There would be no way that horses like War Emblem, Smarty Jones or Big Brown could have responsibly stayed out on the track with the huge stud fees that people were willing to pay during those times.
Storm Cat, the best stallion in the country at the time, was commanding $500,000 per live foal. Last year, Dynaformer, one of the best sires, was only getting $150,000, as the breeding business has been cut by 50 percent due to the economy.
The drop in the breeding business at the very top has been drastic. Three Chimneys Farm, which stands Dynaformer and I'll Have Another's sire Flower Alley, bought a stake in Big Brown hours before the Preakness in 2008, that valued the horse at $50 million.

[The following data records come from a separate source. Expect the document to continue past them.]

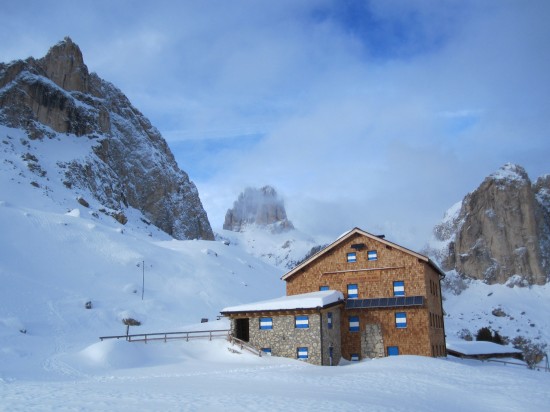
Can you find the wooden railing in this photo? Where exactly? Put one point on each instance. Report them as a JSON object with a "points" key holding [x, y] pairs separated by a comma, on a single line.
{"points": [[196, 334], [166, 336]]}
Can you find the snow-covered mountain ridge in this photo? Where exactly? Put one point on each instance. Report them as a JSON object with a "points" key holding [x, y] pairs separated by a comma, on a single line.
{"points": [[126, 162], [499, 231]]}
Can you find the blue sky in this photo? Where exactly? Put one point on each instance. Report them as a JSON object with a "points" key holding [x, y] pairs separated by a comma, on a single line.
{"points": [[377, 114]]}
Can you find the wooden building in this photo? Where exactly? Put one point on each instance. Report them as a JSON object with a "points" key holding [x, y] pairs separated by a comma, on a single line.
{"points": [[392, 298]]}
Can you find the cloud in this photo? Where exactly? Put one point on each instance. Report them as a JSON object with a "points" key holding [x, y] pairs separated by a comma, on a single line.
{"points": [[378, 114]]}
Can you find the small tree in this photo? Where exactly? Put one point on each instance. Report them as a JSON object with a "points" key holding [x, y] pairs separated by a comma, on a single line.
{"points": [[497, 338], [130, 322]]}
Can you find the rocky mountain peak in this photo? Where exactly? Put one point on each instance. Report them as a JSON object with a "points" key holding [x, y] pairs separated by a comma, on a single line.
{"points": [[510, 173], [64, 65], [500, 230], [129, 164], [261, 207]]}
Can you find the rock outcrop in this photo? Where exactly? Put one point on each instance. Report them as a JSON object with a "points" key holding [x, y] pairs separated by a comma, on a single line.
{"points": [[130, 164], [261, 207], [500, 230]]}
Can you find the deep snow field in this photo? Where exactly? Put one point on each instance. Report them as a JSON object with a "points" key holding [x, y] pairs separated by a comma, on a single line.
{"points": [[205, 376], [56, 255]]}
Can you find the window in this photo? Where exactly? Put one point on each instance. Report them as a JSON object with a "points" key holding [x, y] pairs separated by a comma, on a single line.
{"points": [[399, 288], [354, 323], [266, 323], [393, 350], [400, 320], [353, 292], [301, 322]]}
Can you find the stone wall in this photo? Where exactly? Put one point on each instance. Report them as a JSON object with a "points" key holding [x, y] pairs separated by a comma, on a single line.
{"points": [[285, 339], [331, 337]]}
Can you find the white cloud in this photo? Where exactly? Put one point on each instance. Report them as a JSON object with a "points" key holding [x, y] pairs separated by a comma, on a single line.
{"points": [[382, 113]]}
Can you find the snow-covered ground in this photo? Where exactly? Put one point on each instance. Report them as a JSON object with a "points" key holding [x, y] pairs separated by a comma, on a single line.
{"points": [[206, 376], [56, 255]]}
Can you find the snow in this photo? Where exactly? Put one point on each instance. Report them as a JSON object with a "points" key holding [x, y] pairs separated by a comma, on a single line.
{"points": [[509, 172], [119, 376], [524, 309], [479, 347], [302, 301]]}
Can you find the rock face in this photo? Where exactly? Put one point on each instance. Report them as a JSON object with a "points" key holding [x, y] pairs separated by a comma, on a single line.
{"points": [[130, 164], [260, 207], [500, 230]]}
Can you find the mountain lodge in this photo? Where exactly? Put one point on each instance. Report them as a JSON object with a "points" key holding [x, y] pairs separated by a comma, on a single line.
{"points": [[360, 297]]}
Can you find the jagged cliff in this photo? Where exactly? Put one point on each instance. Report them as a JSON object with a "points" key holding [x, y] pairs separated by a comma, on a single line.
{"points": [[261, 207], [500, 230], [130, 163]]}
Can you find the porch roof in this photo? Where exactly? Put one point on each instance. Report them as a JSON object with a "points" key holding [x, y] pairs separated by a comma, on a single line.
{"points": [[310, 300]]}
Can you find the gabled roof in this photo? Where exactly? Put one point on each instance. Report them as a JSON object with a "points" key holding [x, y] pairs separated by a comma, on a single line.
{"points": [[354, 232], [310, 300]]}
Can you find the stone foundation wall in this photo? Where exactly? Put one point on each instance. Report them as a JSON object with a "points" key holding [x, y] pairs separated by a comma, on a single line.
{"points": [[372, 341]]}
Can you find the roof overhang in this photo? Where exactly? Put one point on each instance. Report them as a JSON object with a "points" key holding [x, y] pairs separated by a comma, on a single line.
{"points": [[348, 235]]}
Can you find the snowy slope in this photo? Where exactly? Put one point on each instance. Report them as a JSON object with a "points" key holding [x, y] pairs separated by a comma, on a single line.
{"points": [[56, 255], [284, 250], [199, 376], [512, 311]]}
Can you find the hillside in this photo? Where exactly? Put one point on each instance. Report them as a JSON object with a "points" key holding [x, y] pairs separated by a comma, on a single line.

That deal valued the horse's stud fee at at least $100,000. But by the time Big Brown made his way to breed in Kentucky, the economy crumbled. The initial stud fee was $65,000. Last year, it dropped to $40,000 before falling again to $35,000. If his first crop doesn't do well at the track this year, it will fall lower.
"It has taken a pretty big hit and what that does is it translates to how much of these stallion prospects are worth once they are retired," said Three Chimneys president Case Clay.
Clay says that if I'll Have Another doesn't win the Belmont on Saturday, he can command a stud fee of $15,000 to $20,000, which would put the horse's worth at around $6 million.
But he said the horse could win almost all of that if he wins the Breeders Cup Classic in the fall, with $5 million going to the winner.
Furthermore, Paul Reddam, the horse's owner, told me that he won't be tempted by any type of breeding money.
"There will come a time when he can't run anymore at 100 percent level," Reddam said. "That would be the time to talk about that."
Reddam thinks that if the horse won the Triple Crown it would definitely help horse racing more if the horse continues to race.
That's what happened the last time a horse won the Triple Crown. In 1978, Affirmed raced into his four-year-old season, giving a chance for the world to see a champion on the track instead of just seeing him through the eyes of his children.